Secret: The Locked Theatre

by | Mar 1, 2016 | daily prompt

Once upon a time, long ago, a great Eastern Berlin Orchestra came to town. I was a young reporter and my boss sent me to interview the conductor who was a Yugoslavian. It was at the beginning of the eighties. Then, Eastern Germany endured one of the harshest dictatorial communist regimes in Europe.

When I arrived to the theatre for the interview I found the back door locked, against the basic rules of safety. Some of the members of the Philharmonic Association who had organised the event were there puzzled and furious, trying to get in to greet the artists. There was no way. We knocked at the door and heard voices at the other side, but there was no answer to our calls. We had to go to the main door where de concert goers were entering the building, and made our way to the backstage area to see what was happening.

Four Party commissaries were in control of everything and they had given the order to lock all the doors. The orchestra conductor, who only a few minutes before had been all smiles for me and had told me to come to have our interview in his dressing room before the concert, suddenly turned sullen and uncooperative. All around us was silent. The musicians were not talking between them as is usual before going out to the stage. You could only hear some hurried whisper now and then.

Finally, they took their places on the stage, the audience clapped,and the concert began. In a moment, all those mysterious men and women get transformed by the music. Their faces relaxed, reflecting the emotions of the beautiful melodies and powerful rhythms emerging from the instruments they were playing. Tchaikovsky.

But when the magic of the music finished, and I came back to the backstage area their expressions had changed. The sight was pretty sad. The musicians, with their elegant, black suits covered by old ,grey raincoats, were waiting in line in front of the back door where the commissaries were waiting with a list. No one spoke. Everyone looked down. One commissary opened the door and made them pass one by one while other checked the list and a third one controlled how they were boarding an old bus.

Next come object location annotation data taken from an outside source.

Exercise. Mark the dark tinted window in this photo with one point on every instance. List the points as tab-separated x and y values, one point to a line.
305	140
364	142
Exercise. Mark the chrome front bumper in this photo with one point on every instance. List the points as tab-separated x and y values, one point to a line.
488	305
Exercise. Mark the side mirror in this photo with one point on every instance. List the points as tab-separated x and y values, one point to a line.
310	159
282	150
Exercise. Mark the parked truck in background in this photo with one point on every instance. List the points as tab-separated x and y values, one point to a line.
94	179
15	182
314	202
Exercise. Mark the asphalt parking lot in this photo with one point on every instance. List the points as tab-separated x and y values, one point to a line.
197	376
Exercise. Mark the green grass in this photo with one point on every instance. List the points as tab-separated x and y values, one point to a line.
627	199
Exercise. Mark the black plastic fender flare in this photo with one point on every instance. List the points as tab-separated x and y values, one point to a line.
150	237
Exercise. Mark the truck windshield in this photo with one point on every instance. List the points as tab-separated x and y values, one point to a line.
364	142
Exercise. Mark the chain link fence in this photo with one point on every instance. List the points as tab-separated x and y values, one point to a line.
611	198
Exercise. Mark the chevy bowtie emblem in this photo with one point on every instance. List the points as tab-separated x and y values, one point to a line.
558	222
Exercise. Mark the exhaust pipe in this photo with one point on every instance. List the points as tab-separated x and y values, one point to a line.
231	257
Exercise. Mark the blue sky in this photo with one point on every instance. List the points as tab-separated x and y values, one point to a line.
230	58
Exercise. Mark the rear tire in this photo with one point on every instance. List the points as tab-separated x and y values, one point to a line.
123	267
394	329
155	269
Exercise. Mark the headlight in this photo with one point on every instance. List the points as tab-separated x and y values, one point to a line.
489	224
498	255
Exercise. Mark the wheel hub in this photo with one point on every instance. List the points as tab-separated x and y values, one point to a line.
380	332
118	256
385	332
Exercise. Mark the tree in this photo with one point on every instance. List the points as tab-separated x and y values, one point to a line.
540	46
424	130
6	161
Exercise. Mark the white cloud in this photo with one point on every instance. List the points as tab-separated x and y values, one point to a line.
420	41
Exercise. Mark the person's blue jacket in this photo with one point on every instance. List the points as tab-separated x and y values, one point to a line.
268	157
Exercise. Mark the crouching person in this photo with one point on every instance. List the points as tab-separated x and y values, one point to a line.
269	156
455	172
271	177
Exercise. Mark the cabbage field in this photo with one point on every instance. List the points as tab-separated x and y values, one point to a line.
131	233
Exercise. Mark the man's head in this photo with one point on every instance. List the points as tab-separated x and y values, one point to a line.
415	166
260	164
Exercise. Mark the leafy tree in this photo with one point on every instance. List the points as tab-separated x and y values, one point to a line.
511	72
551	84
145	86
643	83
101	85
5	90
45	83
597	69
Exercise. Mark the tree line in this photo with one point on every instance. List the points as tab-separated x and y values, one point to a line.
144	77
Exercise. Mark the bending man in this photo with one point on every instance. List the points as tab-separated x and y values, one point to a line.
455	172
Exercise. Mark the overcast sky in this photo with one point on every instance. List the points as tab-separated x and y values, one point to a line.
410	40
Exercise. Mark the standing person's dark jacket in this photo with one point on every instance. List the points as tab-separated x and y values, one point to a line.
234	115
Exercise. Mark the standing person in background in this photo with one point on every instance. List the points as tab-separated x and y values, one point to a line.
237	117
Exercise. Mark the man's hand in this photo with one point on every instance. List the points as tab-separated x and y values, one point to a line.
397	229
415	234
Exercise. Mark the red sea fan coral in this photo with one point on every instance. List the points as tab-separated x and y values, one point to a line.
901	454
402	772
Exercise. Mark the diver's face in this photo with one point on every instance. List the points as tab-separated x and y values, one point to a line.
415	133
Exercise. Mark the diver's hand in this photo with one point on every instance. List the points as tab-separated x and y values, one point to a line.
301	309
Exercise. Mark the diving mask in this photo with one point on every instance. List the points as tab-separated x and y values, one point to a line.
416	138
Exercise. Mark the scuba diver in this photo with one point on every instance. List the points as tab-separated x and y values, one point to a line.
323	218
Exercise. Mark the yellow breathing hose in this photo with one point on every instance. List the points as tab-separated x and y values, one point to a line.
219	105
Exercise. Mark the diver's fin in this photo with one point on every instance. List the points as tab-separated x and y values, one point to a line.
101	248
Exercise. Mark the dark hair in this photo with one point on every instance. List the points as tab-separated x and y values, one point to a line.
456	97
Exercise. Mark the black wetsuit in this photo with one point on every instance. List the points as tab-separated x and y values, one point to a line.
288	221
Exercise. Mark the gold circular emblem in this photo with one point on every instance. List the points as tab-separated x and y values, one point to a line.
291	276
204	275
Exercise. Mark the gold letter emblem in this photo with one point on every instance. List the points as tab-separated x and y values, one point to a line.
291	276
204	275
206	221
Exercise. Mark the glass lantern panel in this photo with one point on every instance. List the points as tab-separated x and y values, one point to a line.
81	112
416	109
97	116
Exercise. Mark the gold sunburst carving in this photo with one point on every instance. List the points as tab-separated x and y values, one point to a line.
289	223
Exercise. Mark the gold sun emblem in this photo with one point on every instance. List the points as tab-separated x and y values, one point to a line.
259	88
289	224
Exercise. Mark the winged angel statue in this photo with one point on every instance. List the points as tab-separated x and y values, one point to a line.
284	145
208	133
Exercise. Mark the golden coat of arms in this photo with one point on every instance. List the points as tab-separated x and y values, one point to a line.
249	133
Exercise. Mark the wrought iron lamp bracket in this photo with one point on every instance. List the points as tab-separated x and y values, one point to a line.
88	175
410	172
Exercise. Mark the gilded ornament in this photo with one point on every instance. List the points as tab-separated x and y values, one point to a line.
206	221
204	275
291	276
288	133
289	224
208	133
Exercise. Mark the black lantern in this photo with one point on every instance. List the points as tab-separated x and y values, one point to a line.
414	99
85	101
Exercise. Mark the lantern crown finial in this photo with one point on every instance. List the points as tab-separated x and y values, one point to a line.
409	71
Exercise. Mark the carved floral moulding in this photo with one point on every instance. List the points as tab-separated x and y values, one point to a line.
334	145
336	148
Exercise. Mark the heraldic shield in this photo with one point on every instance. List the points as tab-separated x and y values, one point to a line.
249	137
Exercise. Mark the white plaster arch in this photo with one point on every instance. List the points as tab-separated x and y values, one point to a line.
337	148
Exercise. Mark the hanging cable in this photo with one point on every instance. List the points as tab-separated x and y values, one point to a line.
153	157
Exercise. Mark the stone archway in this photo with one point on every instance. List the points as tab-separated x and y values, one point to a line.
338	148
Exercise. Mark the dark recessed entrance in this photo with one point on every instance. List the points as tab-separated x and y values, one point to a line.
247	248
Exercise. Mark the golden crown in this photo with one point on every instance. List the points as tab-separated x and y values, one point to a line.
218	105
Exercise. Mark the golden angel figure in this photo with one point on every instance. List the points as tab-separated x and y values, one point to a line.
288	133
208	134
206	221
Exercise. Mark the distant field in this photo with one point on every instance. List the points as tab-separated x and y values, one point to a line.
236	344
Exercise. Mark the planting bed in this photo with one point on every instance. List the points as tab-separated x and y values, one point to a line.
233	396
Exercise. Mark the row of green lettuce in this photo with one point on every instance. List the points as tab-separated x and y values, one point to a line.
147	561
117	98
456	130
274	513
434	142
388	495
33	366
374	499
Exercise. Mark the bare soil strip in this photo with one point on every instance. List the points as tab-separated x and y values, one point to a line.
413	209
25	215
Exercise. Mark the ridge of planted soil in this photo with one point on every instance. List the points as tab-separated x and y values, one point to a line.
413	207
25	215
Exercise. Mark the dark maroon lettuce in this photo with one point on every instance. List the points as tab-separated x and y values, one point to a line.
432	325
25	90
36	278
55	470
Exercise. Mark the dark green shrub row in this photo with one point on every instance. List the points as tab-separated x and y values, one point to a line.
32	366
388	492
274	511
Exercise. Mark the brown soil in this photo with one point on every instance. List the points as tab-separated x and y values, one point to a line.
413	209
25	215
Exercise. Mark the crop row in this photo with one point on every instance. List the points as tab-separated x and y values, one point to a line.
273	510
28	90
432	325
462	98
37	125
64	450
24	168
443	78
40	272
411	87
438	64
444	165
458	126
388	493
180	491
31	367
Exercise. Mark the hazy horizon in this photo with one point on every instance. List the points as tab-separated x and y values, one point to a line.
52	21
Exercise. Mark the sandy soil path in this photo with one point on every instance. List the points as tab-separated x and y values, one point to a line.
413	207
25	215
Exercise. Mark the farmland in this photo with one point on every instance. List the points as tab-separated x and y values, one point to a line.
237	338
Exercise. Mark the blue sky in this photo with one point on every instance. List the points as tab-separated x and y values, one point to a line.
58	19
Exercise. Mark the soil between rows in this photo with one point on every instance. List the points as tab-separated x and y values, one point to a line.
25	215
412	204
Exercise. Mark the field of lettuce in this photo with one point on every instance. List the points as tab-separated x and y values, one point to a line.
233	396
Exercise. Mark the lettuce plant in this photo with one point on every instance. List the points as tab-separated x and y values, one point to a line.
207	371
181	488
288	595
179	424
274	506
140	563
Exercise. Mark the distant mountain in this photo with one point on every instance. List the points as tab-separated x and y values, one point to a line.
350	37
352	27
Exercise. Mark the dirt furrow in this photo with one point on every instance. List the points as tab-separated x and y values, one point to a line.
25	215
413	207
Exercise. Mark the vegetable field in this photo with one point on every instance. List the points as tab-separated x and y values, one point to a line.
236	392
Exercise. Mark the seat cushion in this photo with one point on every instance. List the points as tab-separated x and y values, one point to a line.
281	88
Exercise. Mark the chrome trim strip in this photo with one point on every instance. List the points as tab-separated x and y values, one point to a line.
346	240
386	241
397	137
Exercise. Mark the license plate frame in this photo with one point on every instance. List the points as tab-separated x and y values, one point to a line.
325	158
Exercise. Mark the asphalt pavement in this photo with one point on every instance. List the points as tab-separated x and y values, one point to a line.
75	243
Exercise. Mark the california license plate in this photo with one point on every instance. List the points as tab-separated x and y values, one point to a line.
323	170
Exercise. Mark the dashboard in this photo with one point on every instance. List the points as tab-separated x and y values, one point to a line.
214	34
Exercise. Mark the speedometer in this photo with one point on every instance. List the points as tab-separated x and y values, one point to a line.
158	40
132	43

We only discovered the secret of all that tension when they all were gone: That night three musicians had deserted. They took advantage of the tour to flee from their country and ask for asylum. The commissaries locked the theatre to avoid more desertions and control better the rest of the musicians.

Secret

2 Comments

  1. angloswiss

    Although I was living in in a non-communist country, I remember the time of the deflections to the West, Rudolf Nureyev to name just one. It was happening all the time. Probably the whole orchestra would have liked to deflect at the time, but they probably had families in their own country. It was a sad time.

    Reply
    • Olga Brajnović

      Yes, it was. We’ve seen many changes in our lifetimes. I guess the younger bloggers will think I’m a dinosaur.